It’s no surprise I’m a fan of email newsletters — I started Raleigh Convergence as a free newsletter before expanding to a website; I’ve worked on local to national newsletter concepts in my career before my leap into entrepreneurship, too.
Company newsletters, or brand newsletters, are powerful in their ability to connect consistently and build customer loyalty. Unlike social media, you don’t have to worry if your audience has even seen your message. And good newsletters that include a call to action link will have about 10% of people clicking through.

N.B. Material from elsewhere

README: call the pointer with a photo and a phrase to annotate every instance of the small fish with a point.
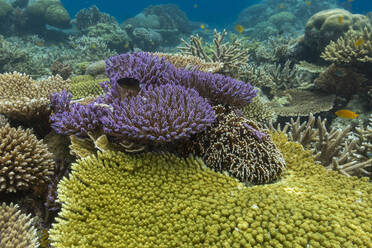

I’m going to be teaching a start-to-finish workshop on email newsletters on Sept. 28, for those of you who want to fast track getting that company email list started for your small business or startup. But I also wanted to share my top tools for email newsletters that I personally use on a regular basis.
Here’s the better news: Most of these are low-cost or free newsletter tools!
Mailchimp email newsletters
This is a great, free option to get started. The email newsletter templates are great for beginners, and you won’t have to pay until you reach a certain number of newsletter sends or audience.
Mailchimp works e-commerce services like WooCommerce and payment platforms such as Stripe and Square, using different integrations.
And you’re not locked in — if you get started with Mailchimp then decide to switch to a different service, you can export your opted-in subscribers to a newsletter alternative.
Canva for design
Yes, this is a design platform. But you’ll want to create consistent assets, headers and other design elements for your newsletter. Just plain ol’ text gets a little boring. Canva is free to start and also offers a paid option with access to a larger creative library and other tools such as resizing.
Flodesk vs. Mailchimp
While I use Mailchimp for my editorial newsletters, I switched to Flodesk for my Minerva Media Co. newsletters, for a few added benefits.
The newsletter templates are much cleaner and design-focused without needing to create external graphics and insert those images into the newsletter. It’s more in line with the look and feel for Minerva Media Co., too. There’s also conversational example text, which is great for beginners.
The embedded sign-up forms are also better. I struggled to get beautiful, well-designed Mailchimp in-line sign up forms on my WordPress site, and Flodesk makes it far easier.
Better tagging: Segmenting your audience can help tailor your message to better serve your brand’s community. With tagging by sign-up form, it makes knowing who’s received what content already and who’s interested in what service far easier.